The process began with a three-month series of courses in information engineering led by university professors and attended by a chosen few engineers at the Tier One supplier. Among those engineers was Uwe Kiencke, who headed the department developing the system.

Kiencke’s team was small. There were seven other engineers on the project: Wolfgang Borst, Wolfgang Botzenhard, Siegfried Dias, Otto Karl, Martin Litschel, Helmut Schelling and Jan Unruh. Every six months they reported their results to their superiors, so decisions could be made quickly. In 1985 Intel was invited to take part in the project. In the eyes of Kiencke and his colleagues, that company was the inventor of the microprocessor, and therefore had to be involved. 

Intel wanted assurances that the technology was suitable for the automotive sector and that demand for it would be strong enough. It asked Professor Lawrence from the Fachhochschule Wolfenbüttel engineering school in Germany to assess the system. Lawrence’s report was positive, and he even contributed the protocol’s name, Controller Area Network (CAN).

In 1985 Bosch and Intel began developing the required silicon chips. Two years later the first microprocessors for use in the CAN communication protocol became available. But challenges had to be overcome. Kiencke said later: “Engineers took the average message traffic, and introduced a so-called reserve factor, by which they multiplied message traffic. Calculating transfer rates from this can not guarantee message transmission within a given time under peak load. It is not the average latency time, but the maximum latency time for a subset of high-priority messages, which determines the transfer rate on the physical layer.” It was a steep learning curve.

Kiencke and his colleagues presented papers at various conferences.
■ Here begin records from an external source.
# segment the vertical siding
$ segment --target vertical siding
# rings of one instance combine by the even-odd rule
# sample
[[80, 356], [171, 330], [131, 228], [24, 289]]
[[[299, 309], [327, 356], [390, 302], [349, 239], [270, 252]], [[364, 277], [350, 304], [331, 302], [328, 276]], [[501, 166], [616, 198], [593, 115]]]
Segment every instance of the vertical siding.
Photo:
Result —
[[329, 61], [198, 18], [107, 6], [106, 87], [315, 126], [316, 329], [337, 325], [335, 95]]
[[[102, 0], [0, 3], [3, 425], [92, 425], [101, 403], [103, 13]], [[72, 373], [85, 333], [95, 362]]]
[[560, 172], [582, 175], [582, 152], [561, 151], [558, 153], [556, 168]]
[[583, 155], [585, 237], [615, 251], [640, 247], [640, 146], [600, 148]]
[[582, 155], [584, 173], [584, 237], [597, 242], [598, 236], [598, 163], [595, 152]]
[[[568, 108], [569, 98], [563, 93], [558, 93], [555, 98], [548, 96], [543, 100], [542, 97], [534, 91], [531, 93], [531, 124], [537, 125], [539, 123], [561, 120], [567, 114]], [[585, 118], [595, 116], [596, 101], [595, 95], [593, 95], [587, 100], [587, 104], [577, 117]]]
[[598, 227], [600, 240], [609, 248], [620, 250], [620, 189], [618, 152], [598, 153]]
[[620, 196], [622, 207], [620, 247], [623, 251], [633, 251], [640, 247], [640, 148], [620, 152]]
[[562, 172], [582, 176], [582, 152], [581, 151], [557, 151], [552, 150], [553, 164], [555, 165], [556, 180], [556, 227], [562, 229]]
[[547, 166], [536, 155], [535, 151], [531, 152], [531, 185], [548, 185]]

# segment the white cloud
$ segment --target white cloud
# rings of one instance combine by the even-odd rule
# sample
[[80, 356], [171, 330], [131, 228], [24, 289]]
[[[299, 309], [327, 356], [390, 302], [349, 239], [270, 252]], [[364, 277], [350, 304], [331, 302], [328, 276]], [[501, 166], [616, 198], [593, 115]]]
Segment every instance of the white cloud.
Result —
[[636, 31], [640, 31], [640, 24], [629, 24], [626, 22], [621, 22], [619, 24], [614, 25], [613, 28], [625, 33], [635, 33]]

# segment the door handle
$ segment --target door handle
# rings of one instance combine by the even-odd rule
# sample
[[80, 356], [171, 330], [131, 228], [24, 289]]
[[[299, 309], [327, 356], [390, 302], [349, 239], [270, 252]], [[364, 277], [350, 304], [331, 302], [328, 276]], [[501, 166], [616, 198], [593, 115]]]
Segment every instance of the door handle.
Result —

This was a key step in bringing European carmakers to accept the technology and in helping to open negotiations with US manufacturers. 

Protracted discussions were held with the International Organization for Standardization, but no ISO standard was agreed upon. Kiencke said: “As competing communication protocols profited from the frank discussion with ISO, the penetration of CAN into applications was rather discouraged than enhanced. Classical standardisation seems to have lost its role as a driver of technological innovation.”
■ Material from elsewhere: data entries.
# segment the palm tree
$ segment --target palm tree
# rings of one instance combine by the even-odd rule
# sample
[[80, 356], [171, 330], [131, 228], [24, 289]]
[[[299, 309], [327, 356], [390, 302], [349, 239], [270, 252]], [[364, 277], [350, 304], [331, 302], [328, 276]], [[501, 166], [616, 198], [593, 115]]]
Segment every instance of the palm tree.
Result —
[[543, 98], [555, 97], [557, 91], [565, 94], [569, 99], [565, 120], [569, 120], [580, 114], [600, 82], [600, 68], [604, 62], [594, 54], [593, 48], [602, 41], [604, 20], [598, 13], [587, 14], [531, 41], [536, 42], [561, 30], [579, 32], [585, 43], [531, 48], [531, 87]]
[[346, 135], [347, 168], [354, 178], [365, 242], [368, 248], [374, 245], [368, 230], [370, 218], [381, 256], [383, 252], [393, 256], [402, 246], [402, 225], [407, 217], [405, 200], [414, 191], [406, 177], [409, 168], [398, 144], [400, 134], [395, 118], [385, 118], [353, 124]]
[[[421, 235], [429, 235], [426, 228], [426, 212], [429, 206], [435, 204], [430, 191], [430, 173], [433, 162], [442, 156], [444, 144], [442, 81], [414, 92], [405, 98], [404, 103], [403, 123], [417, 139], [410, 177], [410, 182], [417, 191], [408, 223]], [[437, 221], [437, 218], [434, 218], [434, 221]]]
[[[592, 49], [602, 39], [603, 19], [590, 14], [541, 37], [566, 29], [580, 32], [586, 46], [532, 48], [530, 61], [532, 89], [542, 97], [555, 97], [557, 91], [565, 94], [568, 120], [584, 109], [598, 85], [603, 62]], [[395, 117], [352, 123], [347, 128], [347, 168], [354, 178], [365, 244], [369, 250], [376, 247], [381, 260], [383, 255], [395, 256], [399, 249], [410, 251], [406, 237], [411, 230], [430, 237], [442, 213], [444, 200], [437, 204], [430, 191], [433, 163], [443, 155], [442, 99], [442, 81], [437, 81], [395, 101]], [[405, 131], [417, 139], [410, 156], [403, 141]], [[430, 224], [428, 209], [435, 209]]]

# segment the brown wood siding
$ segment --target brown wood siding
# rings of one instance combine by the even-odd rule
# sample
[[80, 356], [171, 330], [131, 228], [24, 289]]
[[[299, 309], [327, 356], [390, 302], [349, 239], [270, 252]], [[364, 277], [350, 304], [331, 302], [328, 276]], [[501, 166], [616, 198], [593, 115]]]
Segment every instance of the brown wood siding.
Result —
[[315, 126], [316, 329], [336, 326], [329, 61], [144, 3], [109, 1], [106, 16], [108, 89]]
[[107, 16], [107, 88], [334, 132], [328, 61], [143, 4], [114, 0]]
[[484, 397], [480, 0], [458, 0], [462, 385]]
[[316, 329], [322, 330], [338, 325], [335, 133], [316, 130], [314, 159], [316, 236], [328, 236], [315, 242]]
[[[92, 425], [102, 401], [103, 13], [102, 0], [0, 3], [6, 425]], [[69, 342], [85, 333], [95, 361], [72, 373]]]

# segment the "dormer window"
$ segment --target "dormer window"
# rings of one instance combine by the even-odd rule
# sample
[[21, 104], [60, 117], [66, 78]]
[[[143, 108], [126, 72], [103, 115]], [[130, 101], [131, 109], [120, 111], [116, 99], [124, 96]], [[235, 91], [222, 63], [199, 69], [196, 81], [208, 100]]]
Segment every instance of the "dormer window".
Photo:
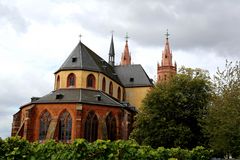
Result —
[[59, 94], [56, 94], [56, 99], [63, 99], [63, 94], [59, 93]]
[[73, 57], [72, 62], [77, 62], [77, 57]]
[[134, 78], [133, 77], [130, 78], [130, 82], [134, 82]]

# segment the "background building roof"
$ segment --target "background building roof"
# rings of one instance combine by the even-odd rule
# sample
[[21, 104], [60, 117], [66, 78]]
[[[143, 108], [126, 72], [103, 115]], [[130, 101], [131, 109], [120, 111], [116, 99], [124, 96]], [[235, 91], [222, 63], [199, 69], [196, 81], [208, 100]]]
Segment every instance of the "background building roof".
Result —
[[152, 80], [140, 64], [119, 65], [114, 69], [124, 87], [153, 86]]

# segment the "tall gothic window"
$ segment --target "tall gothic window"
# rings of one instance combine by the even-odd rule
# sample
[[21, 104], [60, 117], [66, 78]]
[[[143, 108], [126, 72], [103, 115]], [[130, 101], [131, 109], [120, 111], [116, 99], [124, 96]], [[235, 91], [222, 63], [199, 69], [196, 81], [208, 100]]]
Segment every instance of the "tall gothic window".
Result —
[[67, 87], [75, 87], [75, 83], [76, 83], [75, 74], [73, 73], [69, 74], [67, 78]]
[[40, 117], [39, 140], [46, 139], [50, 122], [51, 122], [50, 113], [48, 111], [44, 111]]
[[59, 89], [60, 87], [60, 76], [57, 76], [57, 86], [56, 89]]
[[87, 88], [95, 88], [95, 76], [93, 74], [89, 74], [87, 76]]
[[69, 112], [65, 111], [60, 115], [58, 128], [58, 140], [65, 142], [71, 140], [72, 117]]
[[106, 80], [105, 80], [105, 77], [103, 77], [103, 80], [102, 80], [102, 91], [105, 92], [106, 90]]
[[109, 84], [109, 94], [112, 96], [113, 95], [113, 84], [110, 82]]
[[121, 88], [118, 87], [118, 100], [120, 101], [121, 100]]
[[93, 111], [88, 113], [85, 121], [84, 138], [89, 142], [93, 142], [98, 138], [98, 118]]
[[106, 118], [106, 126], [108, 139], [110, 139], [111, 141], [116, 140], [117, 133], [116, 118], [112, 115], [111, 112], [108, 114]]

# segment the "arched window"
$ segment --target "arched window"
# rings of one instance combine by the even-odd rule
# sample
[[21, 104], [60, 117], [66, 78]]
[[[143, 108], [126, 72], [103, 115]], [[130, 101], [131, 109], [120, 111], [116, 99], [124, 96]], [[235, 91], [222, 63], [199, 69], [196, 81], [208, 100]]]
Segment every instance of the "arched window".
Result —
[[87, 76], [87, 88], [95, 88], [95, 76], [93, 74], [89, 74]]
[[69, 112], [63, 112], [59, 117], [58, 122], [58, 140], [68, 141], [72, 136], [72, 117]]
[[109, 94], [112, 96], [113, 95], [113, 84], [110, 82], [109, 84]]
[[75, 74], [73, 73], [69, 74], [67, 78], [67, 87], [75, 87], [75, 83], [76, 83]]
[[121, 101], [121, 88], [118, 87], [118, 100]]
[[60, 87], [60, 76], [57, 76], [57, 86], [56, 89], [59, 89]]
[[89, 142], [93, 142], [98, 138], [98, 118], [93, 111], [88, 113], [85, 121], [84, 138]]
[[39, 140], [46, 139], [50, 122], [51, 122], [50, 113], [48, 111], [44, 111], [40, 117]]
[[106, 118], [106, 126], [108, 139], [110, 139], [111, 141], [116, 140], [117, 133], [116, 118], [112, 115], [111, 112], [108, 114]]
[[125, 89], [123, 89], [123, 101], [125, 101], [126, 100], [126, 91], [125, 91]]
[[106, 80], [105, 80], [105, 77], [103, 77], [103, 80], [102, 80], [102, 91], [105, 92], [106, 90]]

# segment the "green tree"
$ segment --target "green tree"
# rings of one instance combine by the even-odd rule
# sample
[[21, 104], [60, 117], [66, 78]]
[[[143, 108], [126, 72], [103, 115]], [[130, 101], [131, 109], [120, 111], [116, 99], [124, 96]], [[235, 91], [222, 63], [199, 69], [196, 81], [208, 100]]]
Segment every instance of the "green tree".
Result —
[[206, 114], [211, 85], [206, 71], [181, 68], [157, 84], [143, 100], [131, 138], [156, 148], [193, 148], [204, 142], [200, 119]]
[[226, 61], [214, 76], [215, 94], [204, 122], [209, 144], [217, 153], [240, 155], [240, 62]]

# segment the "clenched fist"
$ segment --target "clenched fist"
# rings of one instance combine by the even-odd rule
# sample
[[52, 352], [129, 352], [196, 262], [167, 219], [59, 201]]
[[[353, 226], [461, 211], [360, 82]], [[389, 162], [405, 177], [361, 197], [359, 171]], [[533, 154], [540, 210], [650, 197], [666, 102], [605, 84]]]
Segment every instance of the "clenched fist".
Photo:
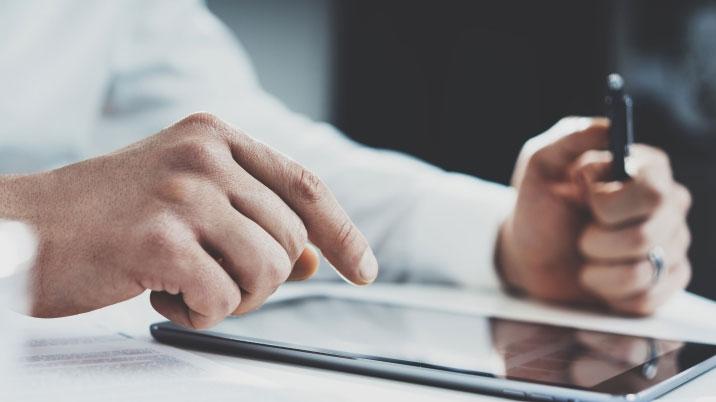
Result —
[[612, 181], [608, 126], [568, 118], [528, 141], [498, 265], [508, 285], [537, 298], [649, 314], [691, 277], [691, 198], [666, 154], [646, 145], [631, 148], [631, 179]]
[[308, 241], [353, 283], [377, 275], [366, 239], [316, 175], [206, 113], [113, 154], [2, 182], [4, 215], [38, 235], [35, 316], [151, 289], [158, 312], [208, 327], [310, 277], [318, 256]]

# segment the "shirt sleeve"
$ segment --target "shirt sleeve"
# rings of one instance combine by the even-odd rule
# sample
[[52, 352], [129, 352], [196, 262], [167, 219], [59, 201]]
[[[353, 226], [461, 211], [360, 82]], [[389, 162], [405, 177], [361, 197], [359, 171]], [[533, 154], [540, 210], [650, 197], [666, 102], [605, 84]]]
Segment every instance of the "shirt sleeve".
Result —
[[380, 280], [497, 285], [494, 246], [512, 189], [362, 146], [291, 112], [260, 87], [240, 44], [200, 2], [137, 7], [141, 18], [117, 41], [93, 152], [209, 111], [316, 172], [369, 239]]
[[[9, 307], [16, 312], [27, 312], [28, 274], [36, 252], [37, 239], [29, 226], [0, 219], [0, 301], [3, 310]], [[3, 313], [0, 311], [0, 317]]]

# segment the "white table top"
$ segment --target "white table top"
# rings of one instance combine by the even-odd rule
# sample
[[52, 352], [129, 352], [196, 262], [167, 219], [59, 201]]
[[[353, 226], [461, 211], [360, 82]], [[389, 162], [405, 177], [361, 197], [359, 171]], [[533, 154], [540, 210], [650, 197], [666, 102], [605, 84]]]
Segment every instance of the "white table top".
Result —
[[[716, 343], [716, 303], [683, 293], [674, 298], [655, 316], [629, 319], [608, 316], [598, 312], [570, 310], [512, 298], [498, 290], [463, 291], [418, 285], [376, 284], [356, 288], [343, 283], [290, 284], [284, 286], [274, 298], [296, 294], [340, 294], [365, 297], [371, 300], [393, 301], [414, 305], [427, 305], [461, 312], [479, 312], [504, 318], [570, 325], [583, 329], [612, 330], [634, 335], [683, 339]], [[149, 335], [151, 323], [162, 321], [154, 312], [147, 294], [134, 300], [88, 313], [67, 321], [67, 330], [78, 321], [100, 324], [112, 331], [130, 335], [142, 342], [154, 342]], [[60, 321], [62, 322], [62, 321]], [[494, 401], [500, 400], [478, 394], [452, 391], [429, 386], [402, 383], [386, 379], [333, 372], [314, 368], [244, 359], [212, 353], [196, 353], [216, 363], [250, 372], [257, 377], [286, 385], [296, 400], [304, 400], [314, 392], [333, 395], [337, 400], [411, 400], [411, 401]], [[668, 394], [664, 399], [716, 401], [716, 371]], [[304, 394], [305, 393], [305, 394]], [[702, 399], [703, 398], [703, 399]], [[713, 399], [711, 399], [713, 398]], [[171, 400], [167, 398], [167, 400]]]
The setback didn’t stop the development of the system. In 1991 Kiencke’s work was fulfilled when the first CAN network was installed in the Mercedes-Benz S-Class. It linked five ECUs with a data transfer rate of 500Kbit/s.
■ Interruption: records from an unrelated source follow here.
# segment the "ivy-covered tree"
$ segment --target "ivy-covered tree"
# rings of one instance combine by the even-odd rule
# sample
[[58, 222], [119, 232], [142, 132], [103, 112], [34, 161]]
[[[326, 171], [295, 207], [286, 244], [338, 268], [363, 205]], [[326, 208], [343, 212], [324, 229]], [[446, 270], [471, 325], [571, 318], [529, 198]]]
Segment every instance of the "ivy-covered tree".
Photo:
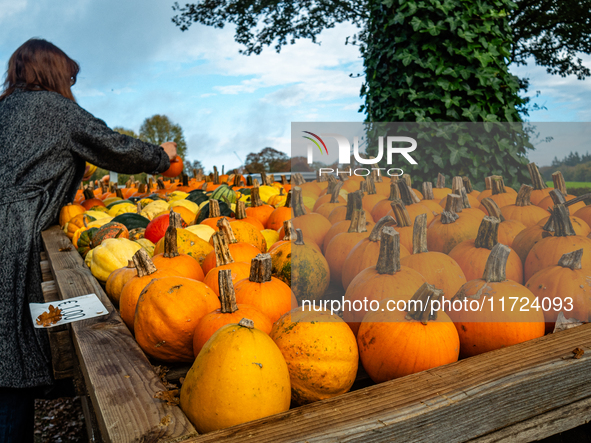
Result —
[[144, 120], [140, 127], [140, 140], [161, 145], [164, 142], [175, 142], [177, 153], [185, 159], [187, 142], [183, 129], [170, 121], [166, 115], [156, 114]]
[[[317, 42], [324, 29], [355, 24], [359, 32], [347, 43], [363, 56], [361, 110], [370, 124], [519, 122], [528, 111], [528, 82], [508, 72], [510, 63], [531, 57], [552, 74], [591, 74], [578, 57], [591, 53], [591, 0], [199, 0], [174, 9], [182, 30], [234, 24], [246, 55], [271, 45], [279, 52], [301, 38]], [[496, 128], [431, 140], [412, 173], [527, 181], [527, 134]]]

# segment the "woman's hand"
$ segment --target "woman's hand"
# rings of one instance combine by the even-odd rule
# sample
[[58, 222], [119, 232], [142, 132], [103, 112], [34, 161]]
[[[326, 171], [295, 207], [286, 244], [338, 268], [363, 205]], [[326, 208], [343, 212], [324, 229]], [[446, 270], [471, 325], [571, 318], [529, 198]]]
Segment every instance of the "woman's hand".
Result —
[[176, 143], [175, 142], [164, 142], [160, 145], [164, 152], [168, 154], [170, 161], [173, 161], [176, 157]]

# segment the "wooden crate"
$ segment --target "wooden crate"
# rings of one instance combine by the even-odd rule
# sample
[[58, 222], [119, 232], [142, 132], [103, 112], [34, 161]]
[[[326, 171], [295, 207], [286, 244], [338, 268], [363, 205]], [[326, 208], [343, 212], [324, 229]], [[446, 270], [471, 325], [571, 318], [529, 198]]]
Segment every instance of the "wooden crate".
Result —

Kiencke was proud of his work: “CAN has entered applications in distributed automation systems and automotive electronics,” he said. “CAN contains new approaches which optimise performance and support the control of safety-relevant systems. With more and more silicon implementations available, CAN will help to reconfigure the architecture of future automation systems,” he said.  

Today CAN remains the backbone of most vehicles’ electric/electronic architectures. Without it, safety systems wouldn’t function.